Our clients place great importance on data protection and compliance with data protection regulations, particularly the German Data Protection Act and the German Telemedia Act. In the interest of transparency of data protection, the following data privacy statement serves to explain users of this electronic whistleblower system about how to deal with reports received and how to inform them about the type, scope and purpose of collection and use of personal data.
Purpose: The electronic reporting system is used for accepting and investigating serious cases of suspicion in relation to economic crimes (especially cases of bank/finance crime, money laundering, terrorist financing, fraud, corruption or other such punishable offences that can prove to be a threat to client's assets). Tip-offs without an appropriate reference to the subject of economic crime are not followed up through this electronic whistleblower system.
Confidentiality: With this electronic whistleblower system, the whistleblowers have the option to submit reports concerning the client by maintaining confidentiality about their identity. It is ensured that whistleblowers who report an actual case of suspicion in good faith have no negative consequences to fear on account of this report. However, the electronic whistleblower system must not be used to submit false reports knowingly, or to submit totally libellous reports. On request, reports can also be given anonymously.
Whistleblower: The electronic whistleblower system is open to employees of clients as well as to third parties (e.g. clients, business partners, suppliers, employees of affiliates) for giving tip-offs.
Processing and using personal data: Personal data that is entered in this electronic whistleblower system is saved in highly secure servers of audimex ag in Germany which are encoded and password-protected. Access to these files is only granted to a small group of expressly authorised persons from the legal and compliance department and the internal audit department of clients. Personal data is collected, processed, and used only for the intended purpose, i.e. for the operation of the whistleblower system, and to check and examine received reports. Insofar as it is necessary for investigation of the matter, personal data can be forwarded to carefully selected individual from the client side to the necessary extent. Every person who has access to the data is obliged to maintain confidentiality.
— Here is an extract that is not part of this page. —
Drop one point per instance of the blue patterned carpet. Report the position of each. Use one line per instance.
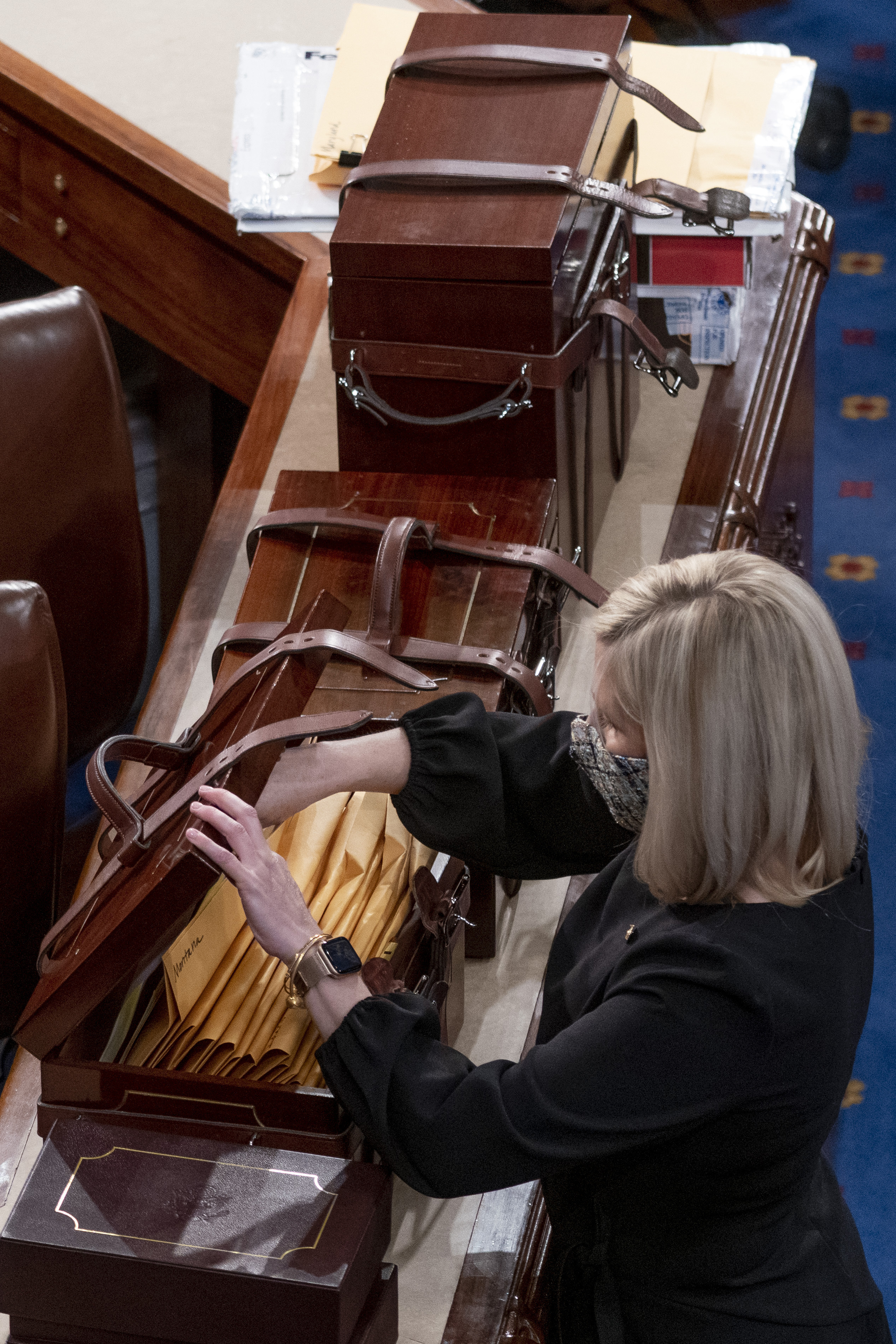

Retention and deletion of data: Personal data is kept till the duration necessary for investigation and final evaluation of the report. After the investigation is complete, the personal data is deleted on a regular basis within an appropriate time-frame of 2 months and in accordance with the legal requirements. In case legal and/or disciplinary procedures are introduced, the data is to be retained till the procedure is complete or till the time limit for bringing proceedings. Personal data associated with reports submitted without any cause is immediately deleted. If legal requirements or government orders require that personal data are to be produced, then these data can be handed over to them.
Duty to notify: Provided that personal data is collected and stored using this whistleblower system, your company/organization informs the concerned persons about the purpose for which the personal data was collected, processed and used. The client is permitted to inform the person concerned only when there is no danger with respect to clarification of the facts and collection of necessary evidence.
Responsible person: The person responsible for this electronic whistleblower system in terms of data protection is the client's privacy officer. The whistleblower system is operated by audimex ag on behalf of the client.
Queries: If you have any queries regarding data protection and use and sharing of personal data, please contact the client’s data protection officer.
Security: The client implements technical and organisational measures in order to protect the personal data, which is managed using this electronic whistleblower system, from unauthorised access, sharing, misuse, manipulation, loss or damage while collecting, processing or using it.